But he unleashed a tide that he could not stem. His own interpretations were always grounded in scholarship, rationality and tradition — that Warburg inheritance. He wrestled with the question of the limits of what we may reasonably say about a literary work. Does anything go? Can interpreters do what they like with texts? Kermode knew when to draw the line himself but was unable or unwilling to tell others that they must do so. His very tone and temperament, in both seminar and print, made him unwilling to take a stand. He was hospitable to all interesting lines of thought. He might raise an eyebrow or introduce a sceptical qualification, but he did not have a taste for confrontation. This tendency was consistent with his practice as editor of the Fontana Modern Masters, where he saw it as his role to keep all the balls in the air, to accord equal respect to such "masters" as Marcuse, Mailer, Marx and McLuhan.
They ordered these things differently in Cambridge. There was an English faculty where you were either in or out, one of us or one of them. F. R. Leavis had spent years as an insider representing himself as an outsider. George Steiner had failed to gain a position in the Faculty. Not long after ascending the King Edward VII Chair, Kermode found himself at the centre of the MacCabe Affair. A young don who was into Theory had lost out in the scramble for promotion from Assistant Lecturer to Lecturer. This should have been a purely domestic matter, but somehow it turned into a national news story about the Theory Wars, leading to the edifying spectacle of the Sun trying to explain a new kind of Deconstruction to readers more accustomed to ogling page three girls while wielding a wrecking ball on a building site.
Kermode became fed up with the whole thing, discovered that his wartime naval service counted towards his pension, and took early retirement. In the 30 years since, he has stood apart from the fray within the academy by pursuing the higher literary journalism in the pages of the New York Reviews of Books and its London counterpart. He has bequeathed his uncanny gift for unpicking the figure in the carpet of a book to a few followers, most notably James Wood of the New Yorker. But his considered, intricate mode of very literary criticism is a world away from the practice of English in most university departments in the 21st century.
The story of what has happened since Kermode's formal retirement in 1982 is a complicated one. In essence, the deconstructive turn decisively shifted the balance of power from author to reader. This made it possible for interpretation to begin not from the patient elucidation of the fine-grained texture of literary works but from the ideological predispositions of professional and often politically-motivated readers. Theory came before practice and works of literature came to be studied primarily as manifestations of extra-literary phenomena, most notably gender, race, class, sexuality and various kinds of imperialism. Musical patterns and Renaissance allusions in Forster were out. Forster and racism, Forster and "Queer Theory" were in.

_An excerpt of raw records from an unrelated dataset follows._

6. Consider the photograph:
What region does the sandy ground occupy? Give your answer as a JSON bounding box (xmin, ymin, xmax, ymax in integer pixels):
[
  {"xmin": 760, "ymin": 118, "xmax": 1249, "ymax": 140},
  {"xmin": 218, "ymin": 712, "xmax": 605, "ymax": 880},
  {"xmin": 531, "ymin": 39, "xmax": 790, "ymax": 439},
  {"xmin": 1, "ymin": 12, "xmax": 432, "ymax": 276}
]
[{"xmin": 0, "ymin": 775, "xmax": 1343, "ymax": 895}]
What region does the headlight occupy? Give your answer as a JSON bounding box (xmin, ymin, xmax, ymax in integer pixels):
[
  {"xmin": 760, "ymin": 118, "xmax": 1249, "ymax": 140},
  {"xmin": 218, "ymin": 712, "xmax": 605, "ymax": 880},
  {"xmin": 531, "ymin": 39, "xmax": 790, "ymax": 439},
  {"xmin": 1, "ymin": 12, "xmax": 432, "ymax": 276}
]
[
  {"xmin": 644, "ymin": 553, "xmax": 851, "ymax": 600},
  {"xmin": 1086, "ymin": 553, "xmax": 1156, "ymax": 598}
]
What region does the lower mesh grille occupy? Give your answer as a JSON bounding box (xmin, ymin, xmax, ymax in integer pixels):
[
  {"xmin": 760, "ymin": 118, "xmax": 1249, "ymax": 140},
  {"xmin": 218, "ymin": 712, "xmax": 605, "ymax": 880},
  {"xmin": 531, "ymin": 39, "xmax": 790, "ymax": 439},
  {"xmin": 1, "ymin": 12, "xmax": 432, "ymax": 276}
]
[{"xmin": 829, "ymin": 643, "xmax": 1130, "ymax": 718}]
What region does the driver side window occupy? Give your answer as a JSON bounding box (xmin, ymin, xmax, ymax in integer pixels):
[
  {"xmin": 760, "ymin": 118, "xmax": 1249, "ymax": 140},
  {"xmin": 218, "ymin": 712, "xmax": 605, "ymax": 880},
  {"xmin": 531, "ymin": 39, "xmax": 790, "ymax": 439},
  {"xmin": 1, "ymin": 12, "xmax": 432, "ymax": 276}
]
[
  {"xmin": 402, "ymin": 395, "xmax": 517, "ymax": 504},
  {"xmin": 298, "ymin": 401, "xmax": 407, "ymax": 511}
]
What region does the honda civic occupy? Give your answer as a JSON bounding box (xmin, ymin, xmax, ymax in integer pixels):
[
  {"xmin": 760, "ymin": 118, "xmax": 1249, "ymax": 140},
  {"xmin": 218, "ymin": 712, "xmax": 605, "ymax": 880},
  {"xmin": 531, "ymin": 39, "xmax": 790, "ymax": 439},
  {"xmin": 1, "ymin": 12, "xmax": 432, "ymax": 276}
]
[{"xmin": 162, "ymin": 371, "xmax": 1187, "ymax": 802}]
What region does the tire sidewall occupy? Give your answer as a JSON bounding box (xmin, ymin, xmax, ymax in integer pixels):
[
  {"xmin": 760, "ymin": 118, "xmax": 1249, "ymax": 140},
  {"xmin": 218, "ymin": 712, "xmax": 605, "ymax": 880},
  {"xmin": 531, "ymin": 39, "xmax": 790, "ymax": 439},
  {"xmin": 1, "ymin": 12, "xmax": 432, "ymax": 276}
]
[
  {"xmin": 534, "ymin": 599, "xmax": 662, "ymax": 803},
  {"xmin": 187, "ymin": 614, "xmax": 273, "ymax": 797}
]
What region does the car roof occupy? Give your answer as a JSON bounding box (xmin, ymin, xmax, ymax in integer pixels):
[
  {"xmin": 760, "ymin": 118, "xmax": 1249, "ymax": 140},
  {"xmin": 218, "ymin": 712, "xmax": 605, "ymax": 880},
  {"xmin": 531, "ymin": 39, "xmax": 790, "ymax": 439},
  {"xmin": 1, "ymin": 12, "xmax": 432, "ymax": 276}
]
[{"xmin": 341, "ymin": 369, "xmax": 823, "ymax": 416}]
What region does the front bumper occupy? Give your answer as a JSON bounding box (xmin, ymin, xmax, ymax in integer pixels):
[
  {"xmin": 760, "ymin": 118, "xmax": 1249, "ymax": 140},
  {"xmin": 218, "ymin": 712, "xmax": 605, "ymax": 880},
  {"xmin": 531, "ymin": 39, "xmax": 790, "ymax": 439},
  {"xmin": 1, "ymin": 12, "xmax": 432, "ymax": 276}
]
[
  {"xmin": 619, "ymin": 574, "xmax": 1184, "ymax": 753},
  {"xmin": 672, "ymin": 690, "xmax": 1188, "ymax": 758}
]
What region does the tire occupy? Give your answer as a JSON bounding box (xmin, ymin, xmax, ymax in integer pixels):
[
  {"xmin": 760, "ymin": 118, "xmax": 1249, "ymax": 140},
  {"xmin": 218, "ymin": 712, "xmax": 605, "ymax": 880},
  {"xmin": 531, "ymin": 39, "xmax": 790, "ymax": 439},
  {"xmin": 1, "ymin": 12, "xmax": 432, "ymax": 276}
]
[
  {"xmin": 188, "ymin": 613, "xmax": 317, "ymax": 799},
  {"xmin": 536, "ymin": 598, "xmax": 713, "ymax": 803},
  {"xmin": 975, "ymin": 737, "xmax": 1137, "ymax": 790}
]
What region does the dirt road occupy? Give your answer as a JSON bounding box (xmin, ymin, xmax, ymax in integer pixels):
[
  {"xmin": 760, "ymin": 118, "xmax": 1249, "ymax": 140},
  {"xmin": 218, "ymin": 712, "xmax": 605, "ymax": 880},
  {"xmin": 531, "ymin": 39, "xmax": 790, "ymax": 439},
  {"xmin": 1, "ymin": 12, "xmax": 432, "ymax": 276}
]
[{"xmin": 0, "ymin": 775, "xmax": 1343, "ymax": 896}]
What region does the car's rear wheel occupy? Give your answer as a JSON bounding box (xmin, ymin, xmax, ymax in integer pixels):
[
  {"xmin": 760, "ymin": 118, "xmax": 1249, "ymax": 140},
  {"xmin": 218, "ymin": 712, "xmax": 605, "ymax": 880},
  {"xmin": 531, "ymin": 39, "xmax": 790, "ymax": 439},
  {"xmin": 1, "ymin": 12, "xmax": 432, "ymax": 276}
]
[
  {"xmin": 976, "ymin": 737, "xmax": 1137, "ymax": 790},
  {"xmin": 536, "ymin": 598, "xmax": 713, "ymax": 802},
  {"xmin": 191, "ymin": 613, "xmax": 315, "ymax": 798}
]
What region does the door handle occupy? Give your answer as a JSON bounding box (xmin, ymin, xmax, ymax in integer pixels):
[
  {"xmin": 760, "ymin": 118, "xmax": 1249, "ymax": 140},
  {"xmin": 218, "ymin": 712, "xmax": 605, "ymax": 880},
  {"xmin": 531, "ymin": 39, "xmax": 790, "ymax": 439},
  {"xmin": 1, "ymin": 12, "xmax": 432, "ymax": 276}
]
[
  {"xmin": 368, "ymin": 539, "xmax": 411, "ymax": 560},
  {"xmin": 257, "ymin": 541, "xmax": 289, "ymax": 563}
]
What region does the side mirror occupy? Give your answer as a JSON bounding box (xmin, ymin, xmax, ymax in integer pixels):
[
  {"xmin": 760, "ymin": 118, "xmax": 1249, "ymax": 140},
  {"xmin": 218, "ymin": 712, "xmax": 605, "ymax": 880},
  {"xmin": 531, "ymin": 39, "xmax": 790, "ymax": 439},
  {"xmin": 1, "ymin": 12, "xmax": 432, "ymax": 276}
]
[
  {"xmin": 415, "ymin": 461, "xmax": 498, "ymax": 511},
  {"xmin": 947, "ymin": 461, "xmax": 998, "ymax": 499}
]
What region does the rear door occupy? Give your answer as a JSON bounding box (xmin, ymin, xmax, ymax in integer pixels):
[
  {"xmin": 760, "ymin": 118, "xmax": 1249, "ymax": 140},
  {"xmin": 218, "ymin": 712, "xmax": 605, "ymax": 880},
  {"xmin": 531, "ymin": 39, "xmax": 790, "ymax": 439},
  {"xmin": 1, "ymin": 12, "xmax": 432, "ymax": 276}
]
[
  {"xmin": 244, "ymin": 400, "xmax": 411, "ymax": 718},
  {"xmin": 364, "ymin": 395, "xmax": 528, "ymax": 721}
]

One of the great merits of Sir Frank Kermode's criticism has always been its inscrutability. You cannot legitimately infer from it how he casts his vote in the privacy of the polling station. The most uncomfortable moment in his career was his discovery that Encounter magazine was being secretly funded by the CIA. He resigned from the editorial board. For Kermode, good criticism, like great literature, has always begun in disinterestedness. It should never be propaganda. He has many achievements to be proud of, and I am sure that like Piaf he regrets nothing, but does he ever wake in the night and wonder about his own role in the process whereby the profession of LitCrit came to believe that literature is not a place of its own, an autonomous second world, but merely the "site" for a series of familiar political struggles?